E-ISSN 1858-8360 | ISSN 0256-4408
 

Case Report 


SUDANESE JOURNAL OF PAEDIATRICS

2020; Vol 20, Issue No. 2

CASE REPORT

Vitamin K deficiency bleeding of newborn masquerading haemophilia B

Mritunjay Kumar (1), Sidharth Kumar (1), Shivani Bajpayi (2), Rashmi Kumari (3)

(1) Department of Pediatrics and Neonatology, Apollomedics Super Speciality Hospitals, Lucknow, India

(2) Department of Neonatology, Sanjay Gandhi Post Graduate Institute of Medical Sciences, Lucknow, India

(3) Department of Community Medicine, Dr RML Institute of Medical Sciences, Lucknow, India

Correspondence to:

Mritunjay Kumar

Department of Pediatrics and Neonatology, Apollomedics Super Speciality Hospitals, Lucknow, India.

Email: drmkumar409 [at] gmail.com

Received: 17 March 2020 | Accepted: 25 May 2020

How to cite this article:

Kumar M, Kumar S, Bajpayi S, Kumari R. Vitamin K deficiency bleeding of newborn masquerading haemophilia B. Sudan J Paediatr. 2020;20(2):176–180.
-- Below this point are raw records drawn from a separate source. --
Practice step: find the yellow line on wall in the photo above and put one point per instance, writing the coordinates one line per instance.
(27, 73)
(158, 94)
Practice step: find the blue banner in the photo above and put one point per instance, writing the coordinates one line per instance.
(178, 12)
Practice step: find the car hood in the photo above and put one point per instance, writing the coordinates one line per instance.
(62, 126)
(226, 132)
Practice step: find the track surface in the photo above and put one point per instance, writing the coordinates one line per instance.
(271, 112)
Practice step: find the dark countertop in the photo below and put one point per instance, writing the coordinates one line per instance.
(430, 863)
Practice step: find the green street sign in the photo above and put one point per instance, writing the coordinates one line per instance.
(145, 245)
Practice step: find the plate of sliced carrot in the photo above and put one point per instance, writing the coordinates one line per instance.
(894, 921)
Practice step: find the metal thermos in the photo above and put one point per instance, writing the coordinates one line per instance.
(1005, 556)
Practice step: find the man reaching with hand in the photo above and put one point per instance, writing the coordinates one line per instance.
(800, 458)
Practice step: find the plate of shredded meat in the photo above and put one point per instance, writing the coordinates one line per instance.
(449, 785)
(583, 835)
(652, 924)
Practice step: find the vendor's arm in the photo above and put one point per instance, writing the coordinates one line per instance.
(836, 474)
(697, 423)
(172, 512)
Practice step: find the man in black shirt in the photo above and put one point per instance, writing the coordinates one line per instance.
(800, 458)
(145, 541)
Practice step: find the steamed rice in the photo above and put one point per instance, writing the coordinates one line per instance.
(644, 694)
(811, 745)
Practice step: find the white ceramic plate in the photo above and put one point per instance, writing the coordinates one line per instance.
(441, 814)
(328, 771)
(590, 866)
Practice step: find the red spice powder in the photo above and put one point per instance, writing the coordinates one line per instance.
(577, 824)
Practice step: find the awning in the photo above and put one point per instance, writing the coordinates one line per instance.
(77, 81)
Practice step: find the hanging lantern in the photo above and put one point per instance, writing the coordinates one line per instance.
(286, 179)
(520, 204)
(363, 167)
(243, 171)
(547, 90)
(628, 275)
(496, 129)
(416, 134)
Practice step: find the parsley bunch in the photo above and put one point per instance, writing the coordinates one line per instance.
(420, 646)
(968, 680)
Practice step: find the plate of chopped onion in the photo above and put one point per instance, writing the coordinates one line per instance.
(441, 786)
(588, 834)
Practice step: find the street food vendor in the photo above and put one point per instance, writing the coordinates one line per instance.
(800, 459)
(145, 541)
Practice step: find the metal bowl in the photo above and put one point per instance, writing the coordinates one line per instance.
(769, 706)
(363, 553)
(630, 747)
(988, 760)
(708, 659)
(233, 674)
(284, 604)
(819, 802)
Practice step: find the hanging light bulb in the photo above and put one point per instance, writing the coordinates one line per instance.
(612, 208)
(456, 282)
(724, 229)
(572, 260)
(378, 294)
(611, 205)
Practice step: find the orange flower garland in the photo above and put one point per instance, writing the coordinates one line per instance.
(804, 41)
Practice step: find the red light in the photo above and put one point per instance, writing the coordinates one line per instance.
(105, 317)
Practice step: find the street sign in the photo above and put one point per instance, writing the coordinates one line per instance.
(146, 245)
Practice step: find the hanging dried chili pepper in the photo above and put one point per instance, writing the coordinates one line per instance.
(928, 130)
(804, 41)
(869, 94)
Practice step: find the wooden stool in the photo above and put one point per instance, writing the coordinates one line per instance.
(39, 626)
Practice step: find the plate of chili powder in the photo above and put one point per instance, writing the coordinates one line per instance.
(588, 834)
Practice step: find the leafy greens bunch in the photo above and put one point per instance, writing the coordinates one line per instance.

https://doi.org/10.24911/SJP.106-1584209747


ABSTRACT

The term infant is remarkably resistant to bleeding despite physiologically low levels of procoagulant proteins. However, because of their unique haemostatic systems, neonates are vulnerable to haemorrhagic disorders. The prevention of early vitamin K deficiency bleeding (VKDB) of newborn by oral or parenteral administration of vitamin K has been well established. However, rarely, a newborn can present with bleeding manifestations even after routine vitamin K prophylaxis at birth. A 2-day-old healthy male baby presented with catastrophic pulmonary haemorrhage with severely deranged coagulation profile even after receiving vitamin K prophylaxis at birth. His presentation, initial laboratory findings and course in the hospital were very much in favour of haemophilia B, but follow-up factor IX level and clinical exome sequencing did not confirm it. However, protein induced in vitamin K absence-II was found to be raised just before the discharge, and we concluded this case as a rare presentation of classical VKDB.


KEYWORDS

Newborn; Bleeding; Vitamin K deficiency bleeding (VKDB); Protein induced in vitamin K absence-II (PIVKA-II); Haemophilia.


INTRODUCTION

Healthy newborns can present with bleeding episodes during their 1st week of life due to early vitamin K deficiency bleeding (VKDB). There are multiple factors responsible for their vulnerability for vitamin K deficiency including limited placental transfer, decreased liver stores, poor gut colonization and its deficiency in breast milk. Although newborns are supposed to be protected from early VKDB after routine Vitamin K prophylaxis at birth, current evidence are not very strong in its efficacy in controlling late VKDB [1]. Commonly these babies present with bleeding from gastrointestinal (GI) tract, umbilicus and venous puncture sites [2]. It rarely presents with intracranial haemorrhage and hardly presents with pulmonary haemorrhage (PH). Here, we present a case, where a 2-day-old previously healthy male baby presented to us with massive PH, gross haematuria and upper GI bleeding. His presentation, clinical course during hospitalization and most of the laboratory findings were very much suggestive of haemophillia B till the time when levels of proteins induced in vitamin K absence -II (PIVKA-II) was found to be raised. Clinical exome sequencing couldn’t detect any pathogenic variant suggestive of haemophilla B. We finally diagnosed this case as a very rare presentation of classical VKDB.


CASE REPORT

A 2-day-old male baby was referred to us at 48 hours of life in a gasping state with profuse bleeding through the endotracheal tube (Figure 1a). At admission, the baby was severely pale and had cold extremities and feeble pulses with SpO2 <40 % on room air. After initial resuscitation, he was started on high-pressure mechanical ventilation and vasopressor support. Sepsis profile, coagulation profile and other relevant biochemical evaluations were sent. He was also started on broad-spectrum intravenous antibiotics and other supportive management. Chest X-ray (CXR) on admission showed focal ground-glass opacities and later complete ‘white-out lungs’ suggestive of massive PH (Figure 1b).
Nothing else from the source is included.